Dès le XIXe siècle, l’idée fut lancée par le calife de Constantinople, le sultan Abdul Hamid, qui avait rendu visite à l’empereur Napoléon III, de construire à Paris un lieu de culte pour les musulmans. Il ne s’agirait pas d’une simple salle de prière mais d’un ensemble de bâtiments destiné à accueillir à la fois les musulmans résidant en France et leurs coreligionnaires de passage. Les voyageurs venus d’Orient y trouveraient une hôtellerie ainsi qu’un lieu d’étude et de méditation. Ce bâtiment aurait aussi valeur de manifeste pour les traditions artisanales de l’Empire ottoman.

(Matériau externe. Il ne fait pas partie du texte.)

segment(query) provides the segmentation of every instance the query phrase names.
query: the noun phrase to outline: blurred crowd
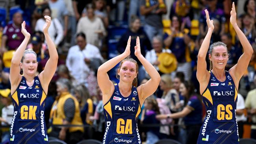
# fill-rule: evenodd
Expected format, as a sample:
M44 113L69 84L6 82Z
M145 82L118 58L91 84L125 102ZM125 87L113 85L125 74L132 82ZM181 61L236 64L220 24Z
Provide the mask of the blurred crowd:
M45 22L43 16L49 15L52 17L49 33L59 55L45 105L49 136L72 144L83 139L102 141L105 129L104 106L97 83L97 69L106 60L124 52L130 35L130 57L139 62L139 83L144 83L150 78L134 54L137 36L141 54L161 76L158 89L143 106L138 122L140 126L174 126L139 127L143 141L152 144L170 138L186 144L189 143L187 140L197 139L206 113L196 76L197 55L208 29L204 10L207 9L214 20L211 44L219 41L227 45L228 70L237 63L243 51L229 22L233 2L241 11L237 15L237 24L254 52L237 88L236 118L239 137L242 138L243 123L256 122L254 0L0 0L2 125L10 124L13 115L9 67L14 52L24 38L21 24L26 21L26 29L32 35L27 48L37 54L39 73L49 58L42 31ZM209 68L209 62L207 65ZM111 70L109 74L113 83L119 81L116 70ZM191 111L184 113L184 107ZM158 114L176 113L176 118L156 118ZM67 122L59 120L63 117ZM69 133L71 135L63 134L61 127L52 126L67 124L91 126L70 127ZM256 139L256 125L252 125L250 129L251 137ZM2 142L8 141L9 129L1 130Z

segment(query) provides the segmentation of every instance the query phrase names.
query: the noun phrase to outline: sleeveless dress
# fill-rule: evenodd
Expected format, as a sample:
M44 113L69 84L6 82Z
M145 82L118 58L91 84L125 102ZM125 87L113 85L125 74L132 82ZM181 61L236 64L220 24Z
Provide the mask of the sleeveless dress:
M118 85L110 99L104 105L106 131L103 144L141 144L137 121L141 105L136 87L127 97L121 94Z
M45 121L46 94L38 76L29 87L24 76L12 95L14 112L10 144L48 144Z
M235 83L227 71L223 82L210 72L208 85L202 94L206 113L197 143L239 144L236 118L237 91Z

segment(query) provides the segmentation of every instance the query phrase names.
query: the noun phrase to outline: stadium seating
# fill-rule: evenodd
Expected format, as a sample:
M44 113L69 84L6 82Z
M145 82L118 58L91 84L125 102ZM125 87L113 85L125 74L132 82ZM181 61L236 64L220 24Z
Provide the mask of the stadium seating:
M78 143L76 144L101 144L102 142L98 140L90 139L88 140L83 140Z
M155 144L181 144L181 143L171 139L163 139L158 140Z
M256 144L256 140L252 138L240 138L239 140L240 144Z

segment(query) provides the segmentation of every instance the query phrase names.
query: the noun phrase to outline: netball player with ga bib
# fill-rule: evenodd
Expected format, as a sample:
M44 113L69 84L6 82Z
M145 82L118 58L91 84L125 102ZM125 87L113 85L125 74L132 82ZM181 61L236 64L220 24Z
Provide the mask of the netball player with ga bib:
M106 128L104 144L141 144L137 123L141 106L155 92L160 83L157 71L141 53L138 37L134 54L151 78L137 87L138 64L132 58L126 58L130 54L130 36L124 52L107 61L98 70L98 83L102 92ZM120 82L113 84L107 72L120 62L117 72Z
M225 67L228 59L226 44L216 42L210 46L210 71L206 70L205 59L214 27L205 10L208 31L198 54L197 77L206 114L197 140L198 144L239 144L236 111L239 81L247 69L252 48L236 23L233 3L230 22L234 27L244 52L237 64L228 71Z
M48 85L57 68L58 54L49 35L51 17L45 16L43 31L49 50L50 58L44 70L36 76L37 55L32 50L26 50L30 35L22 24L25 39L14 53L10 70L11 93L14 106L11 126L10 144L48 144L45 121L45 102ZM20 74L20 69L23 72Z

La mosquée de Paris devait s’inspirer des traditions architecturales turques et des savoir-faire marocain et tunisien, reprenant les motifs en arabesque, les faïences et les mosaïques qui font la célébrité des mosquées de Fès ou de Cordoue.

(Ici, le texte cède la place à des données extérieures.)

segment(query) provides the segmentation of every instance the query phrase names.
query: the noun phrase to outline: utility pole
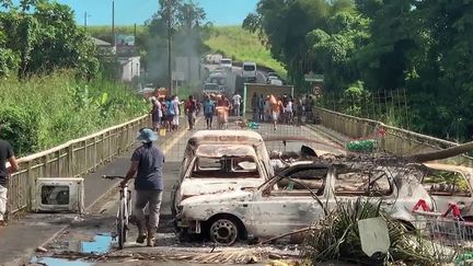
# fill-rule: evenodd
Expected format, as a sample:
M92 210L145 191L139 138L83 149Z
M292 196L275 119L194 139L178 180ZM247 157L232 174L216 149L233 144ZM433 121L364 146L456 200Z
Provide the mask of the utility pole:
M173 79L172 79L172 0L166 0L168 4L168 84L170 92L173 92Z
M112 46L115 47L115 1L112 1Z

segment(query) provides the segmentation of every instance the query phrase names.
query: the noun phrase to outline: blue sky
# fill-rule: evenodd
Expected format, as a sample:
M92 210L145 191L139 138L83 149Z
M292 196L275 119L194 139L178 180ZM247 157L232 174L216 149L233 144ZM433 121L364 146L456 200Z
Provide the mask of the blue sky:
M89 25L112 24L112 0L57 0L72 7L79 24L84 23L88 12ZM207 13L207 20L217 25L241 24L247 13L256 9L257 0L194 0ZM142 24L158 10L158 0L115 0L117 25Z

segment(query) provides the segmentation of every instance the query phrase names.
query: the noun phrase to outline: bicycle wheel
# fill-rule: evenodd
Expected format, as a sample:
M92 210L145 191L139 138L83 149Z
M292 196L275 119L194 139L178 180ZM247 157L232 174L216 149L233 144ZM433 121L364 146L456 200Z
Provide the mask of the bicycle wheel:
M126 242L126 230L125 230L125 200L120 200L118 217L117 217L117 235L118 235L118 248L123 250Z

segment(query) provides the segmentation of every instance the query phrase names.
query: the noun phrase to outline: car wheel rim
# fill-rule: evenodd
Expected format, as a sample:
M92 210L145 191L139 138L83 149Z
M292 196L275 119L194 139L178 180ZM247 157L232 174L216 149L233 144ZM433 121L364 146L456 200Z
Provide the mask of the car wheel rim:
M233 244L238 236L236 225L229 220L218 220L210 228L212 240L220 244Z

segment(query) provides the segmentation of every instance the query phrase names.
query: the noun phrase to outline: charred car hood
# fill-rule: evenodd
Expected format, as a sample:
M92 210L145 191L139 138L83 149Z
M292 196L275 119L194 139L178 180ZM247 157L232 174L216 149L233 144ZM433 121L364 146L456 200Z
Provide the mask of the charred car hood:
M250 200L253 196L253 190L243 190L238 188L233 192L221 193L216 195L199 195L184 199L181 201L181 206L195 207L196 205L219 205L224 203L244 201Z
M263 178L186 178L181 184L181 196L227 193L241 187L258 187L263 183Z

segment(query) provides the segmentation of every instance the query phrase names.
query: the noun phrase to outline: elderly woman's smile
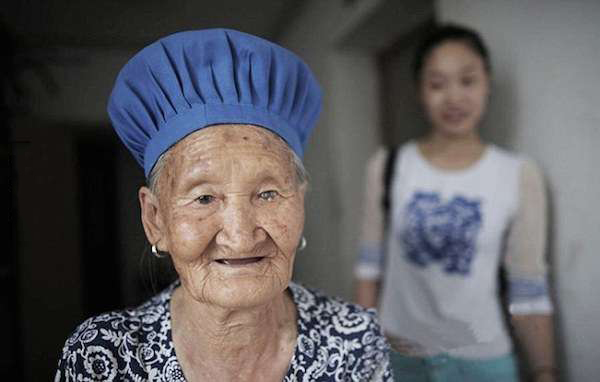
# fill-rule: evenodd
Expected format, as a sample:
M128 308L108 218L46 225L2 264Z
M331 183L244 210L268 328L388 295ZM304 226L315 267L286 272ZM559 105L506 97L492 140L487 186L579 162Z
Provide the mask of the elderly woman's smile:
M148 255L177 279L83 323L56 381L392 381L374 312L291 280L321 109L306 64L230 29L176 33L128 61L108 109L146 175Z
M220 125L189 135L163 160L144 216L186 294L233 308L281 293L304 224L305 185L286 144L260 127Z

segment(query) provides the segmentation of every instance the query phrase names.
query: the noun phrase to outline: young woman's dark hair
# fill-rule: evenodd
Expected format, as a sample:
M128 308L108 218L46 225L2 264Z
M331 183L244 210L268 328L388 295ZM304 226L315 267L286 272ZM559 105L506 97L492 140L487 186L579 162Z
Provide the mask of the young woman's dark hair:
M491 72L490 55L481 36L473 29L461 25L443 24L433 29L417 47L413 62L413 76L415 81L420 81L423 65L425 65L425 61L431 51L448 41L457 41L466 44L481 57L485 70L488 73Z

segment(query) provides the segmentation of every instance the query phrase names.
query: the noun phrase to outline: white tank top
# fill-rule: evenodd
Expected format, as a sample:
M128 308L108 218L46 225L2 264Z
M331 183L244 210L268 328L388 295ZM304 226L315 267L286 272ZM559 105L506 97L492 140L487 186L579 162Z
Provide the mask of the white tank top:
M446 171L427 162L414 142L397 155L382 326L426 354L507 354L498 270L518 208L521 159L489 145L474 165Z

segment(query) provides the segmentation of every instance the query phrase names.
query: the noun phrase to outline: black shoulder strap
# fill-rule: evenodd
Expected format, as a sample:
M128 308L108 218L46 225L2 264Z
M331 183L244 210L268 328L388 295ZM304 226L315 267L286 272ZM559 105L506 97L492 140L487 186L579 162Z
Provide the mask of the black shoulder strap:
M396 167L396 153L398 147L390 147L387 158L385 159L385 167L383 171L383 196L381 198L381 206L383 209L384 221L387 224L390 208L392 206L391 188L394 169Z

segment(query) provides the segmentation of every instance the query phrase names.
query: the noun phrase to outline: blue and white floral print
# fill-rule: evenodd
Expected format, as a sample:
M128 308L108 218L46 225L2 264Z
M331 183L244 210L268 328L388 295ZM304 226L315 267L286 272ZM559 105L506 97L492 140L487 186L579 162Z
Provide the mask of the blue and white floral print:
M65 343L58 381L185 381L171 337L172 284L136 309L82 323ZM373 310L290 284L298 339L284 382L391 382L388 345Z
M481 228L479 201L455 196L444 203L437 193L416 192L405 218L399 239L413 264L437 262L446 273L469 274Z

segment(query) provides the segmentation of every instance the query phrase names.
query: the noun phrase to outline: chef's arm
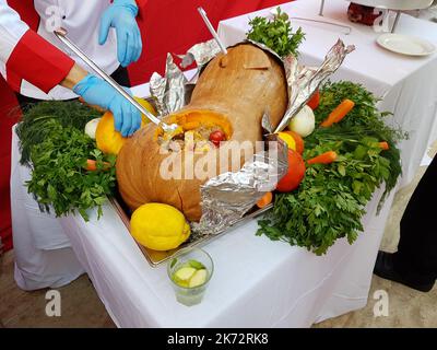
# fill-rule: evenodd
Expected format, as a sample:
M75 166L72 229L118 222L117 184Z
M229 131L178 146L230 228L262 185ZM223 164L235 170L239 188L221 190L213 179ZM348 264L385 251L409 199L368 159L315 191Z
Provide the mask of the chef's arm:
M87 74L88 72L86 70L75 63L67 77L61 81L60 85L73 90L73 88L79 84Z
M68 55L32 31L20 15L0 0L0 72L20 92L26 80L48 93L74 66Z
M45 93L57 85L73 90L90 105L113 112L125 137L141 126L141 114L125 97L32 31L5 0L0 0L0 72L17 92L22 80Z

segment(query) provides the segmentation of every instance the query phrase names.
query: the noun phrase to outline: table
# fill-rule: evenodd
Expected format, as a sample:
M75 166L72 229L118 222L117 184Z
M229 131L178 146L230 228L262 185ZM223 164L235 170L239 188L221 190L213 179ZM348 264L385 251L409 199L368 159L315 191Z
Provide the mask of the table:
M311 4L310 1L308 3ZM221 26L222 35L227 24ZM324 47L320 48L320 52L324 54L330 43L321 43ZM390 56L378 51L377 55ZM430 65L433 61L428 60ZM359 78L351 63L339 74ZM408 72L405 75L409 75ZM361 79L365 80L366 77L362 75ZM377 74L373 75L371 81L373 86L378 86L380 82ZM381 88L388 93L391 91L389 83ZM413 88L404 82L400 94ZM140 92L144 86L140 88ZM429 130L426 131L428 135ZM200 305L186 307L175 301L166 267L153 269L147 265L109 203L104 207L102 220L97 221L93 211L87 223L81 217L54 219L47 214L36 215L36 211L28 210L35 203L32 205L29 197L24 196L22 183L28 174L26 168L17 164L16 142L14 136L11 186L13 223L14 229L19 228L14 230L14 238L19 245L20 242L39 244L27 247L27 250L17 248L15 276L17 281L20 277L27 281L40 272L44 264L57 265L50 273L43 276L45 279L34 280L28 289L57 287L85 270L119 327L309 327L314 323L364 307L367 303L371 270L394 191L386 200L380 214L376 215L383 189L377 190L367 206L363 221L365 231L355 244L350 246L345 240L340 240L322 257L285 243L255 236L256 221L217 238L205 246L215 264L205 299ZM423 152L420 159L422 155ZM44 232L29 231L28 228L20 230L20 223L35 220L45 228ZM48 247L55 242L52 240L59 240L59 246L66 249L63 253L69 259L68 266L61 264L59 256L51 255L46 257L50 261L26 265L33 253L59 253L60 249Z
M382 98L379 103L381 110L394 114L387 119L388 124L400 126L410 133L410 139L400 144L403 163L400 186L403 187L413 179L429 143L437 139L437 55L415 58L387 51L376 43L381 33L347 20L347 1L327 1L322 18L318 15L319 7L319 0L298 0L281 5L292 16L295 28L302 26L306 33L306 42L299 49L300 59L305 65L319 66L339 37L345 44L356 46L356 50L346 57L332 80L351 80L364 84ZM225 45L235 45L245 38L249 19L269 15L269 12L267 9L222 21L218 35ZM349 25L352 33L346 35L347 31L338 26L293 18ZM437 45L437 24L408 14L401 16L397 33L420 36Z
M15 135L13 148L17 150ZM86 223L79 215L55 220L38 213L24 191L14 197L28 176L27 168L17 164L17 155L14 152L12 160L15 279L19 285L24 280L28 290L57 288L86 271L119 327L309 327L367 303L371 267L393 192L379 217L376 207L382 189L375 194L364 219L365 232L354 245L340 240L322 257L255 236L256 221L213 241L204 247L215 265L205 299L186 307L175 300L166 266L149 266L111 205L104 206L103 219L97 221L93 211ZM44 231L20 225L36 220ZM51 240L58 240L63 250L52 249ZM49 270L36 280L42 268Z

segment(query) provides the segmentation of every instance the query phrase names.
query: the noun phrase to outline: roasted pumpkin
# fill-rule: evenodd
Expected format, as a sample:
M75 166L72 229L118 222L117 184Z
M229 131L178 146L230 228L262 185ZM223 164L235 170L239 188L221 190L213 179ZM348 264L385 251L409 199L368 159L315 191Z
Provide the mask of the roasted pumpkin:
M224 133L226 140L253 144L262 140L264 112L269 110L271 124L275 127L286 106L283 65L255 45L240 44L206 66L190 103L164 121L177 122L186 136L191 130L194 133L191 137L196 138L202 128L206 128ZM149 124L126 141L117 159L119 191L131 209L147 202L161 202L179 209L188 220L198 221L201 217L200 186L213 175L206 173L203 177L190 178L192 174L188 174L187 168L204 159L204 154L194 152L188 156L180 152L181 178L168 178L163 164L169 155L163 154L162 140L163 130ZM205 152L212 159L218 158L218 148L206 148ZM237 166L237 170L243 166L243 160ZM220 173L235 171L231 168L231 162L228 168L218 168L217 165L217 170Z

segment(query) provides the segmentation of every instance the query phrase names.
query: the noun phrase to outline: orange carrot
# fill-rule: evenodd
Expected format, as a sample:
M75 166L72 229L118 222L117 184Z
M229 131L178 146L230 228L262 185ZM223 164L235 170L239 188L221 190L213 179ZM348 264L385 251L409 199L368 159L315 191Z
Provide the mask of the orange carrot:
M329 128L335 122L340 122L355 106L355 103L351 100L344 100L328 116L328 118L321 124L322 127Z
M334 151L329 151L323 154L320 154L318 156L315 156L314 159L307 161L307 163L310 164L331 164L336 160L336 153Z
M272 192L267 192L264 197L262 197L260 200L258 200L257 206L258 208L262 209L267 206L269 206L273 200L273 194Z
M378 145L379 145L379 148L380 148L381 150L383 150L383 151L387 151L387 150L390 149L389 143L386 142L386 141L379 142Z
M105 165L104 167L105 171L110 167L110 164L108 162L104 162L104 165ZM94 160L87 160L85 170L87 170L88 172L97 171L97 162Z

Mais le financement se révélera introuvable. Le sultan est en prise à des difficultés à l’intérieur de son propre empire, jusqu’à sa destitution par la révolution jeune-turque en 1909. Quant à la France, elle mène à cette époque de nombreuses campagnes militaires en Afrique du Nord. Le Maroc et la Tunisie deviennent des protectorats tandis que l’Algérie, dont la conquête a nécessité dix-sept années de combats, est transformée en départements français accueillant une partie des Alsaciens fuyant leurs départements devenus allemands après la guerre franco-prussienne de 1870-1871. Le Maghreb est alors la partie la plus proche de l’empire colonial français, permettant de faire pièce à la puissance britannique outre-mer et d’oublier les pertes coloniales du XVIIIe siècle en Amérique.

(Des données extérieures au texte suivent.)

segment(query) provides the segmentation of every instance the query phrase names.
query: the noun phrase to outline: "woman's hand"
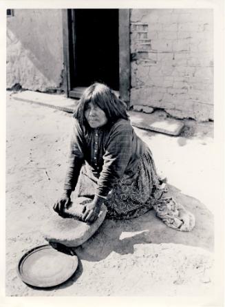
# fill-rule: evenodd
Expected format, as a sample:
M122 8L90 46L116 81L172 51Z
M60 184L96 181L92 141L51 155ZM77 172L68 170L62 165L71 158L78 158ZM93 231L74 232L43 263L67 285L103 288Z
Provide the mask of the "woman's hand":
M60 215L63 213L65 209L67 209L71 203L70 194L63 193L62 196L54 204L53 209Z
M100 210L100 204L94 201L84 205L83 209L82 219L84 222L94 222L98 216Z

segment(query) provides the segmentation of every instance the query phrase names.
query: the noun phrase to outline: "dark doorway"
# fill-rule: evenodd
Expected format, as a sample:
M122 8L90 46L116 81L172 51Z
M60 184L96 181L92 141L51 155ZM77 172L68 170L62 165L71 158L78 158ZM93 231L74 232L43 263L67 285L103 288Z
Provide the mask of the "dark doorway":
M98 81L118 91L118 10L76 9L72 19L72 89Z

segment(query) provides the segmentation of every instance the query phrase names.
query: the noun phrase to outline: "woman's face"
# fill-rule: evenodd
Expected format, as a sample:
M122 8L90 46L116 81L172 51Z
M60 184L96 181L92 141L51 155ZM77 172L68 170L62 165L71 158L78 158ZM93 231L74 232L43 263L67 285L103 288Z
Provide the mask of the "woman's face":
M85 111L85 117L92 128L98 128L107 122L105 113L97 105L89 103Z

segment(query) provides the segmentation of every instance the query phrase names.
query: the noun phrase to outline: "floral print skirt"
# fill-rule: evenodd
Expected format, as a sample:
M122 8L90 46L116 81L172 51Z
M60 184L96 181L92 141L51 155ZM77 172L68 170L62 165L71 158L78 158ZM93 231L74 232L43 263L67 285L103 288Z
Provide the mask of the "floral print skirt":
M94 198L98 179L84 165L76 188L78 197ZM107 207L107 218L138 218L153 209L160 202L167 189L156 173L150 149L142 155L138 171L124 175L118 180L104 204Z

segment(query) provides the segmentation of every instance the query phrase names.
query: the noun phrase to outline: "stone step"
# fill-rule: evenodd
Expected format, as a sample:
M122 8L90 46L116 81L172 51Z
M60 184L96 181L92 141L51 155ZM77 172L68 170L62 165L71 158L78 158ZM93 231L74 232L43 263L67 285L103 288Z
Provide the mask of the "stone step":
M180 120L162 118L154 113L149 114L130 111L129 114L133 126L171 136L179 136L184 127Z

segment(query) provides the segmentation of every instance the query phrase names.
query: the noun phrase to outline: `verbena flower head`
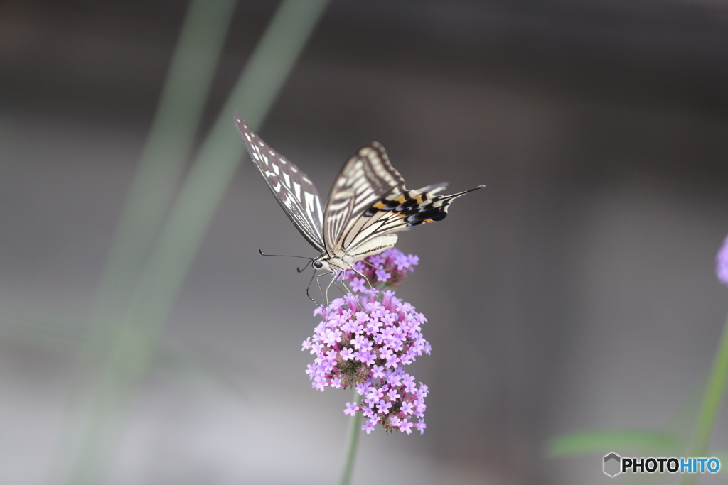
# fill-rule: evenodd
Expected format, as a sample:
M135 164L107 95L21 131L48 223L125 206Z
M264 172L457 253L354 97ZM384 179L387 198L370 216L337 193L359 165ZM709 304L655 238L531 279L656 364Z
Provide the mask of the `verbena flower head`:
M414 384L403 366L429 354L430 343L421 332L427 319L394 292L364 290L363 294L337 298L314 315L323 317L301 350L315 355L306 371L315 389L356 387L364 396L360 405L347 404L352 416L368 418L363 430L371 433L381 423L388 431L408 433L424 430L427 387ZM416 424L414 419L420 420Z
M361 412L367 418L362 430L367 434L374 430L374 426L381 424L387 432L399 430L411 434L413 428L424 433L424 410L427 406L427 386L422 382L418 388L414 377L404 372L402 367L393 371L386 371L379 379L371 379L357 386L357 392L362 396L361 402L347 403L344 414L351 414Z
M372 286L391 289L399 286L407 276L407 272L414 271L419 263L419 257L405 254L392 247L357 262L354 268L366 276ZM352 292L361 292L369 288L367 282L356 271L347 270L344 273L344 278L351 281Z
M721 283L728 286L728 237L716 256L716 275Z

Survient la Première Guerre mondiale. Les soldats musulmans tombent aux côtés des troupes françaises, des tirailleurs algériens – les fameux « turcos » – aux goumiers marocains. Leur présence à Verdun, en 1916, s’avère décisive pour l’issue de la bataille.
Si bien qu’après l’armistice de 1918, des carrés musulmans sont aménagés dans les cimetières militaires afin de rendre hommage aux soldats tombés au combat. Parallèlement, des travailleurs kabyles sont arrivés sur le sol métropolitain dès avant la guerre et surtout après 1918, afin de reconstruire un pays qui manque cruellement de main-d’œuvre pour effacer les destructions du conflit.
Hubert Lyautey, « Lyautey l’Africain », résident général de France au Maroc depuis 1912 et l’un des acteurs majeurs de la Première Guerre mondiale, éprouve intérêt et curiosité pour les traditions et croyances de l’islam. Cherchant à consolider l’influence de la France au Maghreb par le respect des coutumes locales, il considère que les musulmans de France doivent disposer d’un lieu qui leur ressemble. Il estime également que la France, devenue une puissance coloniale majeure, doit assumer son statut à travers des monuments et des manifestations emblématiques.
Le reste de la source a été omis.